Next thing is to apply GRUB options with either of those commands:

update-grub
proxmox-boot-tool refresh

I am little confused as the official documentation (found here) states that you should do the first one, but actually running this command tells us that we should run the second one intead.

To verify it all of above changed anything at all, reboot your system and then:

dmesg | grep -e DMAR -e IOMMU

If you see message saying “IOMMU enabled” then you are good to go further, otherwise some different configuration should be applied. In my case I got some issue saying that my Intel chipset is unstable with IOMMU remapping so the thing is going to be disabled. So there is need to have this “allow_unsafe_interrupts” option I guess. To verify if you have working IOMMU groups:

find /sys/kernel/iommu_groups/ -type l

You should see some entries here.

Virtual Machine

This time I tried 3 VM configurations which is Ubuntu 20 LTS Desktop. There are two main factors you should consider. Different variations may work but it is not fully predictable as you take multiple factors into consideration.

Q35 & UEFI

First one is to use Q35 instead of i440fx. This way you should be able to use PCI-E. I tried it on i440fx and it shows GPU but it is not accessible. Verification process involves the following:

  • clinfo showing positive number of platforms
  • nvidia-smi showing process list using dedicated GPU
  • Ubuntu about page saying that we use particular NVIDIA driver (however it is debatable…)

Second thing is using UEFI instead of default BIOS setup, but it requires you to check if your GPU actually supports UEFI. So I tried Q35 and UEFI and this combination allows us to have all of these somehow working. Regarding UEFI I disabled secure boot in VM UEFI/BIOS.

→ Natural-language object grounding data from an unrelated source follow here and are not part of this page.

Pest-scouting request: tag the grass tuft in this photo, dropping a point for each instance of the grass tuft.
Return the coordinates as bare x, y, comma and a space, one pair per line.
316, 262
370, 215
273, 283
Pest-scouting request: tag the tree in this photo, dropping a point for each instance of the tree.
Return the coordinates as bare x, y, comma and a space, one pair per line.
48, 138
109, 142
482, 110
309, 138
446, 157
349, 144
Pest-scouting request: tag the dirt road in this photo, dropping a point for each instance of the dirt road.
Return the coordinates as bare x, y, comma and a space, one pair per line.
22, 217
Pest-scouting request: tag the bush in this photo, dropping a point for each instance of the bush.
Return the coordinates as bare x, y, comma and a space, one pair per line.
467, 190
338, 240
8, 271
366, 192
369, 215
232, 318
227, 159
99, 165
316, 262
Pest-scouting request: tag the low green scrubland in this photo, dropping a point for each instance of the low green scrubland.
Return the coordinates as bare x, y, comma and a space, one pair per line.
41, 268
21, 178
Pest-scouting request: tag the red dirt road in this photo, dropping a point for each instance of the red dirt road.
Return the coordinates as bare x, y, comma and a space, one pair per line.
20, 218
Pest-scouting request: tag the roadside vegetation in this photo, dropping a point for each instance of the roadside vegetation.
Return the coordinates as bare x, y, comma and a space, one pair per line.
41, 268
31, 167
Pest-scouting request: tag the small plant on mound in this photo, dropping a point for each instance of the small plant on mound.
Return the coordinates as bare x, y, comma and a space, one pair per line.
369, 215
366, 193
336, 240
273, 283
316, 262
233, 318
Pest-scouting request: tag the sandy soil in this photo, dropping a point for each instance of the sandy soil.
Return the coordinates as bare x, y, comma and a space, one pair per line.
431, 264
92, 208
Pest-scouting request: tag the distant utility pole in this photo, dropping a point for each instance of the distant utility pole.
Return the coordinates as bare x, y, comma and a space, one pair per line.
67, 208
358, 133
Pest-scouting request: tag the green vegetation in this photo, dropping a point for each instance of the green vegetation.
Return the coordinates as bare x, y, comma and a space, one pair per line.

Concerning the driver (NVIDIA in my case) I use nvidia-driver-470-server but other also seems to work. It is weird that Ubuntu about page shows llvmpipe instead of this driver, but the drivers page says that the system uses NVIDIA driver. Not sure who is right here.

The drivers list:

Device resetting

The last thing which prevents this setup from working is to “remove” the devices at boot time (/root/fix_gpu_pass.sh):

 #!/bin/bash
echo 1 > /sys/bus/pci/devices/ID/remove
echo 1 > /sys/bus/pci/rescan

Where ID is PCI-E device ID at VM level which can be checked using lspci -n command. Add it to crontab at reboot time (crontab -e):

@reboot  /root/fix_gpu_pass.sh

OpenCL verification

So, if you can see VNC console in Proxmox, your VM is booting and you are able to login, you can install driver, lspci/nvidia-smi/clinfo show proper values then it is now time for a grand last check which is to clone Git repository with my code and try to run it.

cd ~/Documents
git clone https://github.com/michalasobczak/simple_hpc

Then install openjdk-19 and create Application configuration for aiml module having opencl module in your classpath. You may require to rebuild opencl module also. Finally if you are able to see platforms here then you are in the correct place.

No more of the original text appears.